A: Darned if I know. Some of the poetry is “inspired,” some is in response to exercises or prompts I dig up, some is from lines that come to me as I'm falling asleep, some from events in my life. Lots of places. One poem I wrote this week was inspired by some words in the comments in the "spam" folder on my website {grin}. I keep paper and pen handy to write down ideas as they strike me.

Q: Where do you write?

A: Wherever I happen to be. I have pads and pens everywhere. I even write in the car. At home, my two favorite spots are the dining room table and my bed.

Thanks for stopping by Margaret and giving us a chance to get to know you.

June 10, 2010

Compared to a Classic

I’ve been very busy the past few weeks. I’ve been working on some bug related poems for a new project and I’ve been working the bugs out of some press kits I’ve been developing. The program I’m using shrinks the font every time I try to convert the file into a pdf, so I’ve been very buggy too (bad pun-insert groan here). But I digress (I’m good at that).

I really wanted to talk about a new review for The Soggy Town of Hilltop. I’m starting to get some reviews on The Soggy Town of Hilltop and there’s one in particular that I find very intriguing. In the review by The Home School Book Review, my book is reminiscent of Hans Christian Anderson’s The Emperor’s New Clothes. You can read the full review by clicking on the link below.
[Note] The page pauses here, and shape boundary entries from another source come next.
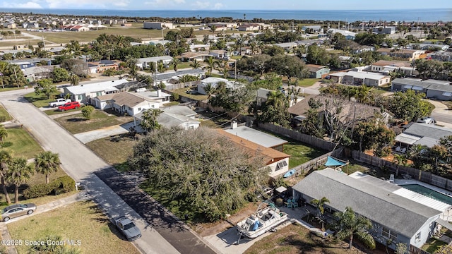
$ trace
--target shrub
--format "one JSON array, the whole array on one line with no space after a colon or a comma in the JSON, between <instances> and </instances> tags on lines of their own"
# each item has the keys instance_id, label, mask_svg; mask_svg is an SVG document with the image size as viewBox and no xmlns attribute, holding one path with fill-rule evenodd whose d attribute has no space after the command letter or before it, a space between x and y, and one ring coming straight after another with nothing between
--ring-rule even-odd
<instances>
[{"instance_id":1,"label":"shrub","mask_svg":"<svg viewBox=\"0 0 452 254\"><path fill-rule=\"evenodd\" d=\"M85 106L82 108L82 115L85 119L88 120L91 119L93 111L94 111L94 107L91 105Z\"/></svg>"},{"instance_id":2,"label":"shrub","mask_svg":"<svg viewBox=\"0 0 452 254\"><path fill-rule=\"evenodd\" d=\"M5 141L2 143L0 145L1 145L2 147L8 147L13 145L13 143L11 141Z\"/></svg>"},{"instance_id":3,"label":"shrub","mask_svg":"<svg viewBox=\"0 0 452 254\"><path fill-rule=\"evenodd\" d=\"M29 187L23 191L23 197L26 199L44 197L54 193L68 193L76 189L76 182L69 176L57 178L49 184L40 183Z\"/></svg>"}]
</instances>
One thing I love about getting reviews is seeing my work from a fresh point of view. All through the writing and publication phases, I never once thought about either Hans Christian Anderson or The Emperors New Clothes. But I do like the fact that my book can be compared to a classic such as that, and can still stand on it’s own as an original work. Also, I loved Hans Christian Anderson’s books when I was a kid. I never expected my name to be same paragraph as his, so I guess I must be doing something right. Hey, who knows? Maybe one day another author will be told that his/her book is reminiscent of Kevin McNamee’s The Soggy Town of Hilltop … a guy can dream, can’t he?